Clarice Perryman, a National Science Foundation fellow and a graduate student in earth sciences at the University of New Hampshire, said it's worth it to volunteer what little free time she has because she's concerned about protecting scientific research.

"The websites are deep, and the web mapping is not great. You need people to go in and figure out where things link together," Perryman said. "Regardless of political context, environmental data loss is a big issue … Public access to that flow of information is important, especially when you have politicians saying climate change isn't real and issues with water aren't real.

"It's about integrity," she said.

Daniel Mannarino, a programmer with IBM, was helping with training at the New Hampshire DataRescue event. He said saving scientific data isn't a matter of politics.

"Things can get lost perfectly innocently," he said. "We need data to actually stick around… otherwise you're doing everything from scratch and there just aren't enough resources to do everything from scratch. Science is standing on the shoulders of giants, so you have to make sure the shoulders are still there or we're lost."
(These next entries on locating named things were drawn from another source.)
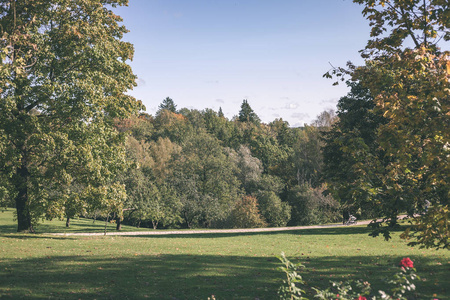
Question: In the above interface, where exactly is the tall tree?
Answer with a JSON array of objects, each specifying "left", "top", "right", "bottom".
[
  {"left": 326, "top": 0, "right": 450, "bottom": 248},
  {"left": 239, "top": 99, "right": 261, "bottom": 124},
  {"left": 0, "top": 0, "right": 142, "bottom": 231},
  {"left": 156, "top": 97, "right": 177, "bottom": 115}
]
It has been about two months since the Trump administration took office, but DataRefuge volunteers say it's not too late to keep trying to save as much data as they can.

"There just hasn't been a chance for it all to be changed yet," Perryman said. "The White House took all mention of climate change off the [WhiteHouse.gov] website on Inauguration Day… But If the data is so great and so deep that we're having a hard time archiving it all, it's probably so deep that they're having a hard time getting to it all. Maybe we're getting to it faster than they are."